Nicht immer lag den Auslandseinsätzen der Bundeswehr ein Mandat des UN-Sicherheitsrates zu Grunde, aber nur in diesem Fall sind sie vom Völkerrecht gedeckt. Auch da liegt es im freien Ermessen der Bundesregierung, ob sie Streitkräfte für einen solchen Einsatz zur Verfügung stellt oder nicht. Sie könnte mir gutem Recht sagen, mit Blick auf die deutsche Vergangenheit wolle sie sich tunlichst zurückhalten. Dem Ansehen der Schweiz und ihrer wirtschaftlichen Prosperität hat es nicht geschadet, dass sie nicht immer gleich Hurra schrie, wenn es um die Beteiligung an Kriegen ging. Ohnedies rufen die Anderen nicht aus moralischen, sondern eher aus fiskalischen Gründen bei militärischen Einsätzen nach deutschen Soldaten; ihre Entsendung mindert die eigenen Kosten. Einer, der deutschen Politikern die Hölle besonders heißt macht, heißt Donald Trump.

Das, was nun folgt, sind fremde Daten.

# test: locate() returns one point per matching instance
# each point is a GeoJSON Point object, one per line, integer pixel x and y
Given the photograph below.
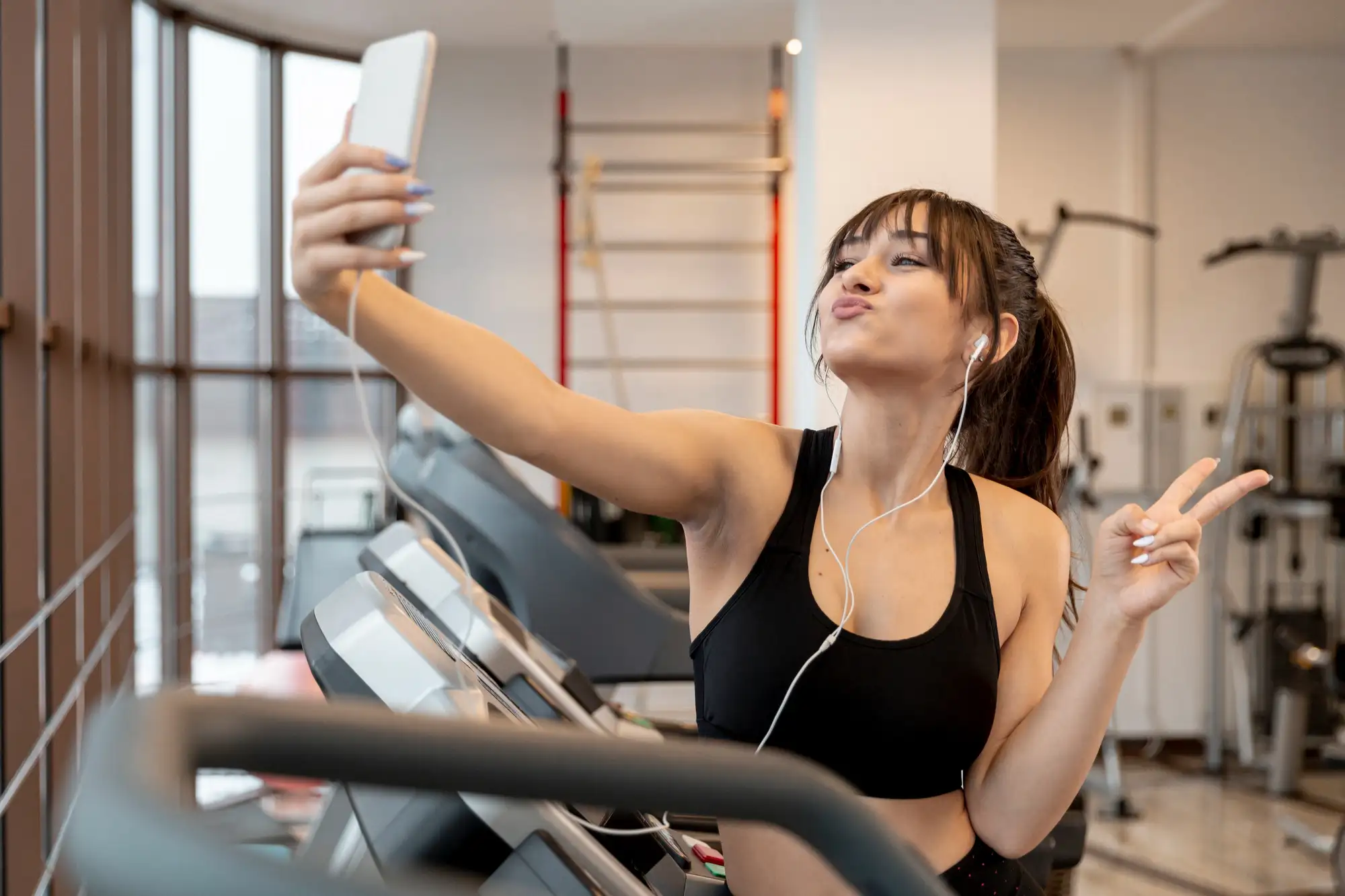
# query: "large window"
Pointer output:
{"type": "Point", "coordinates": [149, 335]}
{"type": "Point", "coordinates": [225, 155]}
{"type": "Point", "coordinates": [240, 448]}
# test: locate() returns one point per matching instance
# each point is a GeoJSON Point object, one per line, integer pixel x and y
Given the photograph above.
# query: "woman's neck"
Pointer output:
{"type": "Point", "coordinates": [892, 444]}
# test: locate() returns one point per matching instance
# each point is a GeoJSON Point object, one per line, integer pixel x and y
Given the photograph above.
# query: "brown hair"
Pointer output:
{"type": "Point", "coordinates": [1019, 408]}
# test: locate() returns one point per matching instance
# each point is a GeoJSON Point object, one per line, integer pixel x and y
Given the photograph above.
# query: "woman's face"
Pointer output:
{"type": "Point", "coordinates": [888, 314]}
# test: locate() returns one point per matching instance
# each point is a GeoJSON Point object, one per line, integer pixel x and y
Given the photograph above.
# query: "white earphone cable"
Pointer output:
{"type": "Point", "coordinates": [849, 603]}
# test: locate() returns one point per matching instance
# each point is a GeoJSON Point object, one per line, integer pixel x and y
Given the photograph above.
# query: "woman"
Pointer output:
{"type": "Point", "coordinates": [944, 710]}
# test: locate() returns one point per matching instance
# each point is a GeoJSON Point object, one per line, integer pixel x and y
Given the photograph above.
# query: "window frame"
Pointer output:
{"type": "Point", "coordinates": [176, 372]}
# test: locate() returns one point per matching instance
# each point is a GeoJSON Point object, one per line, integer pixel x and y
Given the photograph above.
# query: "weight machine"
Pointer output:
{"type": "Point", "coordinates": [1285, 689]}
{"type": "Point", "coordinates": [1079, 475]}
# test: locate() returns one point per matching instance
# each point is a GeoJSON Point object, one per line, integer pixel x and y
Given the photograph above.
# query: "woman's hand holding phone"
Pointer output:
{"type": "Point", "coordinates": [330, 205]}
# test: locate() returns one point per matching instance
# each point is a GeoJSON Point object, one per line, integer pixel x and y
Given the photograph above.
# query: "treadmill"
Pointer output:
{"type": "Point", "coordinates": [130, 833]}
{"type": "Point", "coordinates": [551, 686]}
{"type": "Point", "coordinates": [540, 678]}
{"type": "Point", "coordinates": [555, 580]}
{"type": "Point", "coordinates": [369, 642]}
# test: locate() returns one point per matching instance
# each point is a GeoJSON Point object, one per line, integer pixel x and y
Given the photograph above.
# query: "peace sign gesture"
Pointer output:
{"type": "Point", "coordinates": [1144, 557]}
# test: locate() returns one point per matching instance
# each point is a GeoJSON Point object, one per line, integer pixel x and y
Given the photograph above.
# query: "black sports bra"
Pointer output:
{"type": "Point", "coordinates": [898, 719]}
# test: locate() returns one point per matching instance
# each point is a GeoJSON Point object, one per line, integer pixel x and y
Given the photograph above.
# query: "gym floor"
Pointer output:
{"type": "Point", "coordinates": [1208, 836]}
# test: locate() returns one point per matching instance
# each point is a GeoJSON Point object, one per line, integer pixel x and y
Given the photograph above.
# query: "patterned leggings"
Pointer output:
{"type": "Point", "coordinates": [984, 872]}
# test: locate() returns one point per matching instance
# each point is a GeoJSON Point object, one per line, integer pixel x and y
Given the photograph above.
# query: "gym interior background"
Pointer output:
{"type": "Point", "coordinates": [174, 421]}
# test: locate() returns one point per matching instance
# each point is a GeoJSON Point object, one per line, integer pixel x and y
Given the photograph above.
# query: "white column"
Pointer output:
{"type": "Point", "coordinates": [887, 95]}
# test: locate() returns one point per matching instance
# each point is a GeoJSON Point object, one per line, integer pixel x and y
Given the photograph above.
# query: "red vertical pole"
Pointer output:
{"type": "Point", "coordinates": [563, 249]}
{"type": "Point", "coordinates": [777, 110]}
{"type": "Point", "coordinates": [563, 182]}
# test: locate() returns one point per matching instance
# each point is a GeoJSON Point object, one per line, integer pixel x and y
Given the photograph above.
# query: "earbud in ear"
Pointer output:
{"type": "Point", "coordinates": [980, 346]}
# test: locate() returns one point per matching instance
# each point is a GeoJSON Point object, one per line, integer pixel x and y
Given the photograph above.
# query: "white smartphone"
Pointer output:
{"type": "Point", "coordinates": [395, 79]}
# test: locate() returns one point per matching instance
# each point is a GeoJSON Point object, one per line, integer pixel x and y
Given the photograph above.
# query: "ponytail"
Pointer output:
{"type": "Point", "coordinates": [1019, 407]}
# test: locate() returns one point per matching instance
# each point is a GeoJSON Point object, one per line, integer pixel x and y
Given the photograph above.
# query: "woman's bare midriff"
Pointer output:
{"type": "Point", "coordinates": [767, 861]}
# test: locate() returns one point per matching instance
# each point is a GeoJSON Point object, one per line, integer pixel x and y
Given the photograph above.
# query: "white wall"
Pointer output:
{"type": "Point", "coordinates": [493, 240]}
{"type": "Point", "coordinates": [1242, 142]}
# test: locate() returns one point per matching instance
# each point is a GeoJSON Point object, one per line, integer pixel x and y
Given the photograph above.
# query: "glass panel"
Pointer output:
{"type": "Point", "coordinates": [225, 202]}
{"type": "Point", "coordinates": [227, 545]}
{"type": "Point", "coordinates": [149, 607]}
{"type": "Point", "coordinates": [330, 466]}
{"type": "Point", "coordinates": [145, 116]}
{"type": "Point", "coordinates": [318, 95]}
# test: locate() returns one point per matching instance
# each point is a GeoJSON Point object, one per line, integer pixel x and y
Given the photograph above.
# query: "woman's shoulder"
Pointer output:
{"type": "Point", "coordinates": [1020, 522]}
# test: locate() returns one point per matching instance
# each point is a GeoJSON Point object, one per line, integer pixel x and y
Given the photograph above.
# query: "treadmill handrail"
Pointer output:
{"type": "Point", "coordinates": [146, 751]}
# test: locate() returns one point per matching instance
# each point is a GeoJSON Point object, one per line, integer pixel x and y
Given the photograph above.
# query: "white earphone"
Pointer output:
{"type": "Point", "coordinates": [848, 607]}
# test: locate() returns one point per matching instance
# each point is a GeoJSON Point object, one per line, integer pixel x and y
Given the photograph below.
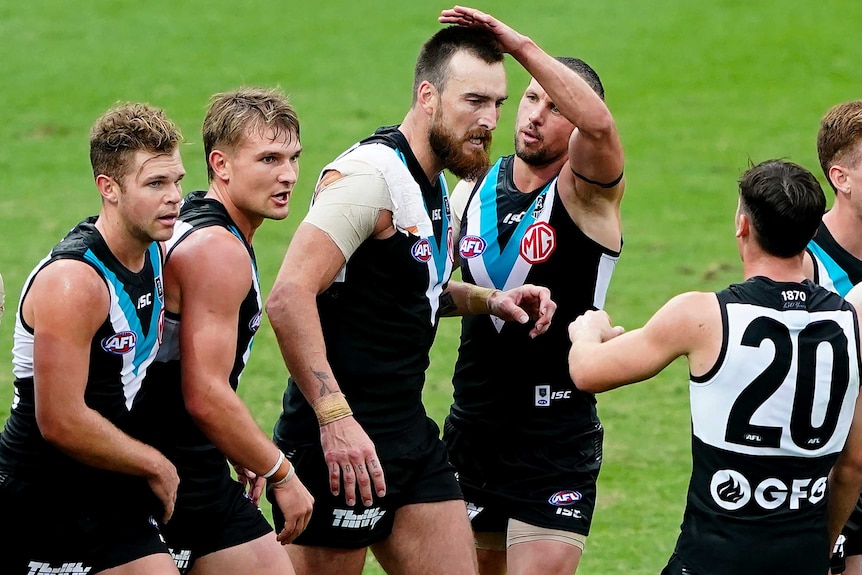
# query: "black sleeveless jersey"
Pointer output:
{"type": "Point", "coordinates": [506, 383]}
{"type": "Point", "coordinates": [176, 433]}
{"type": "Point", "coordinates": [379, 322]}
{"type": "Point", "coordinates": [768, 422]}
{"type": "Point", "coordinates": [121, 352]}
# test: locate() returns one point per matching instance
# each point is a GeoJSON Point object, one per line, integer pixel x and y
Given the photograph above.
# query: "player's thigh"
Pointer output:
{"type": "Point", "coordinates": [308, 560]}
{"type": "Point", "coordinates": [853, 565]}
{"type": "Point", "coordinates": [542, 557]}
{"type": "Point", "coordinates": [491, 561]}
{"type": "Point", "coordinates": [261, 556]}
{"type": "Point", "coordinates": [155, 564]}
{"type": "Point", "coordinates": [429, 539]}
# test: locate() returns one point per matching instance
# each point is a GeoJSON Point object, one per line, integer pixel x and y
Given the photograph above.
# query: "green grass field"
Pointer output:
{"type": "Point", "coordinates": [698, 90]}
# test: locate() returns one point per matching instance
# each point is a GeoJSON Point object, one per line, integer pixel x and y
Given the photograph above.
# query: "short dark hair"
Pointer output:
{"type": "Point", "coordinates": [125, 129]}
{"type": "Point", "coordinates": [586, 72]}
{"type": "Point", "coordinates": [231, 116]}
{"type": "Point", "coordinates": [785, 204]}
{"type": "Point", "coordinates": [839, 137]}
{"type": "Point", "coordinates": [435, 55]}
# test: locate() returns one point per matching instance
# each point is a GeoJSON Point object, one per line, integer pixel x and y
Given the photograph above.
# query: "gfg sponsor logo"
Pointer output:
{"type": "Point", "coordinates": [421, 250]}
{"type": "Point", "coordinates": [565, 498]}
{"type": "Point", "coordinates": [731, 490]}
{"type": "Point", "coordinates": [471, 246]}
{"type": "Point", "coordinates": [120, 343]}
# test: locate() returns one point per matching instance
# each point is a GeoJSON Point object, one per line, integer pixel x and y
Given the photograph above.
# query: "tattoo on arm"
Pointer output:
{"type": "Point", "coordinates": [447, 304]}
{"type": "Point", "coordinates": [322, 377]}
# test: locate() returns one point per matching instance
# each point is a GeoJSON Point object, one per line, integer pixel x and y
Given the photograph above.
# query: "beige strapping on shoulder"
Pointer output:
{"type": "Point", "coordinates": [347, 208]}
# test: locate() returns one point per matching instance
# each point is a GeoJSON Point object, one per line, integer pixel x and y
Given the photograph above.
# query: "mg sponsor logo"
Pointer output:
{"type": "Point", "coordinates": [471, 246]}
{"type": "Point", "coordinates": [120, 343]}
{"type": "Point", "coordinates": [421, 250]}
{"type": "Point", "coordinates": [254, 324]}
{"type": "Point", "coordinates": [565, 498]}
{"type": "Point", "coordinates": [731, 490]}
{"type": "Point", "coordinates": [347, 519]}
{"type": "Point", "coordinates": [538, 243]}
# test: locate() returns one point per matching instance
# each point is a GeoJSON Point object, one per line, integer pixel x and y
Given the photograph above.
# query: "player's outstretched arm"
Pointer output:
{"type": "Point", "coordinates": [602, 357]}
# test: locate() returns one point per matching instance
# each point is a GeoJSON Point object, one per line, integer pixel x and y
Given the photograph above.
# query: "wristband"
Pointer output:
{"type": "Point", "coordinates": [478, 298]}
{"type": "Point", "coordinates": [290, 473]}
{"type": "Point", "coordinates": [331, 407]}
{"type": "Point", "coordinates": [275, 467]}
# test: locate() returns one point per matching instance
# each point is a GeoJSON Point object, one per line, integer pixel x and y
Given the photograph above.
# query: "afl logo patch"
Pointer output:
{"type": "Point", "coordinates": [538, 243]}
{"type": "Point", "coordinates": [120, 343]}
{"type": "Point", "coordinates": [254, 324]}
{"type": "Point", "coordinates": [565, 498]}
{"type": "Point", "coordinates": [472, 246]}
{"type": "Point", "coordinates": [421, 250]}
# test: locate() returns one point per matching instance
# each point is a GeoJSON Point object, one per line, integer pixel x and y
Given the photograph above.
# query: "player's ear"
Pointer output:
{"type": "Point", "coordinates": [427, 97]}
{"type": "Point", "coordinates": [108, 188]}
{"type": "Point", "coordinates": [743, 225]}
{"type": "Point", "coordinates": [839, 178]}
{"type": "Point", "coordinates": [218, 161]}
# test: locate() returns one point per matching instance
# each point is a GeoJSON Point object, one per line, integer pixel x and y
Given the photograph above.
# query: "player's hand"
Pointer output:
{"type": "Point", "coordinates": [295, 503]}
{"type": "Point", "coordinates": [252, 484]}
{"type": "Point", "coordinates": [510, 41]}
{"type": "Point", "coordinates": [352, 461]}
{"type": "Point", "coordinates": [525, 303]}
{"type": "Point", "coordinates": [164, 482]}
{"type": "Point", "coordinates": [594, 326]}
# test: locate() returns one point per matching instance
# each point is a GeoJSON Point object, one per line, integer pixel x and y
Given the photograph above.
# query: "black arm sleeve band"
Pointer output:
{"type": "Point", "coordinates": [599, 184]}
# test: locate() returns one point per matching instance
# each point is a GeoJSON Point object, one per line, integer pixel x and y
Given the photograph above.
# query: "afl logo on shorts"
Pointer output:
{"type": "Point", "coordinates": [472, 246]}
{"type": "Point", "coordinates": [421, 250]}
{"type": "Point", "coordinates": [565, 498]}
{"type": "Point", "coordinates": [120, 343]}
{"type": "Point", "coordinates": [254, 324]}
{"type": "Point", "coordinates": [538, 243]}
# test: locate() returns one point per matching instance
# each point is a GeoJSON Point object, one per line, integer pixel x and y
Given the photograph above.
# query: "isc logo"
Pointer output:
{"type": "Point", "coordinates": [538, 243]}
{"type": "Point", "coordinates": [471, 246]}
{"type": "Point", "coordinates": [120, 343]}
{"type": "Point", "coordinates": [422, 250]}
{"type": "Point", "coordinates": [565, 498]}
{"type": "Point", "coordinates": [254, 324]}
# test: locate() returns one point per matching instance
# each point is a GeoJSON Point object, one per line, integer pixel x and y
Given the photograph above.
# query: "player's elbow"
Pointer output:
{"type": "Point", "coordinates": [601, 125]}
{"type": "Point", "coordinates": [281, 301]}
{"type": "Point", "coordinates": [57, 429]}
{"type": "Point", "coordinates": [583, 377]}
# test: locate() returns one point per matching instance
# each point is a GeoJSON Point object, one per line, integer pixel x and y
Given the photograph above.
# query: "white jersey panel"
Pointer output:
{"type": "Point", "coordinates": [712, 401]}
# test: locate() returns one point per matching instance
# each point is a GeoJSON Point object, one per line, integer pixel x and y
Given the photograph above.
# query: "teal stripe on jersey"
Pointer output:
{"type": "Point", "coordinates": [500, 262]}
{"type": "Point", "coordinates": [439, 249]}
{"type": "Point", "coordinates": [143, 349]}
{"type": "Point", "coordinates": [840, 281]}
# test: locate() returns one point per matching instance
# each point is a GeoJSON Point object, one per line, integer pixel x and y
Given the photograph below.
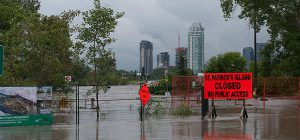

Gottlob waren nicht alle so gestrickt wie dieser Präsident. John F. Kennedy zum Beispiel hinterließ der Nachwelt diese Sätze: „Jede Kanone, die gebaut wird, jedes Kriegsschiff, das vom Stapel gelassen wird, jede abgefeuerte Rakete bedeutet letztlich einen Diebstahl an denen, die hungern und nichts zu essen bekommen, an denen, die frieren und keine Kleidung haben. Eine Welt unter Waffen verpulvert nicht nur Geld allein. Sie verpulvert auch den Schweiß ihrer Arbeiter, den Geist ihrer Wissenschaftler und die Hoffnung ihrer Kinder.“ Die Auslandseinsätze der Bundeswehr haben nach Angaben des Verteidigungsministeriums seit 1992 knapp 21 Milliarden Euro gekostet. Wie viele Schulen und wie viele Kindertagesstätten hätten dafür saniert oder neu gebaut und wie viele Lehrer hätten zusätzlich eingestellt werden können? Vielleicht fragt das jemand auf den Veranstaltungen zum diesjährigen Antikriegstag, und vielleicht fragt auch jemand danach, was es heißt, ein Kind zu verlieren.